Nachdem er eingeschlafen war, blieb ich noch einen Moment bei Johannes liegen, bevor ich mich aus seiner Umarmung wand und leise das Zimmer verließ, um zu Kyle zu gehen. Dieser lag hell wach in dem Bett und schaute mich groß an.

"Wie geht's dir?", fragte ich und setzte mich zu ihm auf die Bettkante.

"Dieses Bett ist himmlisch!", schwärmte er und ich konnte mir ein Lachen nicht verkneifen. Ich wusste genau, wie er sich gerade fühlte. Nach so vielen Jahren auf der Straße in einem Bett zu liegen, war einfach ein unglaubliches Gefühl.

"Und wie geht es dir?", wiederholte ich meine Frage.

"Es geht so, aber schlafen ist nicht.", antwortete er.

"Das dachte ich mir schon fast. Nimm hiervon mal eine.", sagte ich und reichte ihm eine Schachtel Tabletten.

"Was ist das?", fragte er skeptisch.

"Beruhigungsmittel. Nichts was dich umbringt. Einfach nur damit du schlafen kannst."

"Okay."

So nahm Kyle nun eine von den Tabletten, bevor ich die Packung wieder an mich nahm.

"Wie lange dauert es, bis das Zeug wirkt?", fragte er.

"Ungefähr eine halbe Stunde.", antwortete ich.

"Und was mach ich in der Zeit?"

"Mit mir reden."

"Okay."

"Wie ging es denn nach dem Tod deiner Schwester weiter?"

"Ich bin weg gelaufen und in den nächst besten Zug gestiegen. Hauptsache weit weg. Irgendwann bin ich dann hier am Bahnhof angekommen da kam ein Mann zu mir und meinte er wüsste, was ich bräuchte. Er hat mir Heroin gegeben und dann ging es mir genauso wie dir. Es hat mich meine Probleme vergessen lassen und so bin ich immer tiefer in die Szene gerutscht und hab angefangen zu dealen. So hab ich dann auch Johannes kennen gelernt."
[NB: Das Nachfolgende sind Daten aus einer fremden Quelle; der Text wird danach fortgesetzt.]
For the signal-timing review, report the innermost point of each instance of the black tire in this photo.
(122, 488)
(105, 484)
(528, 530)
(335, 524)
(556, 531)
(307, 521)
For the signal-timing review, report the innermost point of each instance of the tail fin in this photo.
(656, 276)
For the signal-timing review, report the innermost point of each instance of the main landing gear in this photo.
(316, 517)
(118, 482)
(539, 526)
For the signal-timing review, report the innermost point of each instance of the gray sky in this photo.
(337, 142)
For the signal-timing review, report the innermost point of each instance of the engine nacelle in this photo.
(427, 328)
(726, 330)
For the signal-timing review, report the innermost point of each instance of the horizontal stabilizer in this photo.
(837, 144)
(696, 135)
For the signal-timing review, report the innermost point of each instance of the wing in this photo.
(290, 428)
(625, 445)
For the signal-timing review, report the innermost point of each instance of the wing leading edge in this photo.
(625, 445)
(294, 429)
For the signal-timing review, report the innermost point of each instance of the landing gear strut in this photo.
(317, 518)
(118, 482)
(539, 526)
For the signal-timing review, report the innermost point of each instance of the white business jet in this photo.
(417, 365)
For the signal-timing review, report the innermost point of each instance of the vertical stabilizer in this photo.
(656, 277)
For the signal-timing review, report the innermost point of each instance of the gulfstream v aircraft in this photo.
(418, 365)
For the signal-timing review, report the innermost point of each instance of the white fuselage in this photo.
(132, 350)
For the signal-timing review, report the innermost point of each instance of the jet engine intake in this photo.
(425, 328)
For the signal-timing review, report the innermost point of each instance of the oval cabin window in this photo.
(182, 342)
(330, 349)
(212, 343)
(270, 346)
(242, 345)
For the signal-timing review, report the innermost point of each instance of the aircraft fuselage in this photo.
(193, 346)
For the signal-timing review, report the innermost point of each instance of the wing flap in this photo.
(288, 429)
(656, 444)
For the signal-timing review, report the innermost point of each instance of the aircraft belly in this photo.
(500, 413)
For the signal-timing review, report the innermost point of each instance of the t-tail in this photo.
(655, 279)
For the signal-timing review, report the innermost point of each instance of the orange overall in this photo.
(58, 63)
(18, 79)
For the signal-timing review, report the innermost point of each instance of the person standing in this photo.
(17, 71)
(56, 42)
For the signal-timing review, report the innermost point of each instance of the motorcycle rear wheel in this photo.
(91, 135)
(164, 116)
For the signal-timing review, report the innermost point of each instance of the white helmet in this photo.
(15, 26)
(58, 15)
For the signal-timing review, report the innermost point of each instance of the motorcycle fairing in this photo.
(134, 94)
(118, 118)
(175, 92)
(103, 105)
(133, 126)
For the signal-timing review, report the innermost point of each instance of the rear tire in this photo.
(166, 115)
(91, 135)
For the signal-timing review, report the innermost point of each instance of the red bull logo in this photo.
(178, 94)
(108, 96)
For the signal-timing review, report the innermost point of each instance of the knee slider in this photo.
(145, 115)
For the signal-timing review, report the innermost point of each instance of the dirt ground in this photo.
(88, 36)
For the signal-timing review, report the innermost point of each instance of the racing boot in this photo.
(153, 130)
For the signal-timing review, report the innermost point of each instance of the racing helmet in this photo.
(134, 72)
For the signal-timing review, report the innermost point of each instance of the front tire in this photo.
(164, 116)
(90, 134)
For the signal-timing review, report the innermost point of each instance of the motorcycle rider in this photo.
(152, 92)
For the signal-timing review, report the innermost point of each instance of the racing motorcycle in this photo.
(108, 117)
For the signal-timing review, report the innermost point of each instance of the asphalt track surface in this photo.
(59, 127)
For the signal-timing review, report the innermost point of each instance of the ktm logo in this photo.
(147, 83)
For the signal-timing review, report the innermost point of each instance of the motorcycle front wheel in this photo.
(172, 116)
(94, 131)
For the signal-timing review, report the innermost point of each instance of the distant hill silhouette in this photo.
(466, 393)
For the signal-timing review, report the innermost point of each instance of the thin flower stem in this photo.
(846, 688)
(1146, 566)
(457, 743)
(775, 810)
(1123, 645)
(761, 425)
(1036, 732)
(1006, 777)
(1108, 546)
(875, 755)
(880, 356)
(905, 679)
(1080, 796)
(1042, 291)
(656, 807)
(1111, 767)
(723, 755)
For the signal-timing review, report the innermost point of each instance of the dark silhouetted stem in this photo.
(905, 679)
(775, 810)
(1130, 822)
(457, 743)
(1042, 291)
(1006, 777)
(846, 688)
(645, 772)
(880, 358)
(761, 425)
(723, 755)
"Und was ist mit deiner Mutter?"

"Keine Ahnung."

"Hast du nie irgendwie nach ihr gesucht?"

"Nein."

"Warum nicht, wenn ich fragen darf?"

"Ich weiß es nicht. Ich glaube aus Angst, dass sie tot ist oder dass ich ihren Typen treffe."

"Meinst du wirklich, dass er dich wieder erkennen würde?"

"Ja. Da bin ich mir ziemlich sicher."

"Das glaub ich nicht. Er hat dich ewig nicht gesehen. In der Zeit hast du dich garantiert verändert. Gerade durch die Sucht."

"Meinst du ich sollte sie suchen?"

"Ja. Ich denke, das könnte dir helfen einen Abschluss zu finden und sie würde sich garantiert freuen. Immerhin hat sie ihre beiden Kinder verloren. Da wäre sie bestimmt froh, wenn sie zumindest dich wieder sieht. Wenn du willst, kann ich dir auch helfen."

"Warum hilfst du mir so sehr?"

"Weil ich weiß, wie es dir geht. Ich weiß, wie es ist, wenn man plötzlich nichts mehr hat und ich weiß wie scheiße es ist allein einen Entzug machen zu müssen. Ich mag dich und ich will nicht, dass es dir genauso ergeht, wie mir damals. Deshalb helfe ich dir. Ich hab den ganzen Scheiß schon einmal durch und weiß wo du dich an wen wenden musst. Wenn ich helfen kann dann tu ich das auch. Außerdem ist es mein Job Menschen wie dir zu helfen."

"Dein Job bedeutet dir viel oder?"

"Ja. Es war immer mein Traum Ärztin zu werden und so kann ich meinen Traum verwirklichen und gleichzeitig Leuten helfen, die so sind wie ich."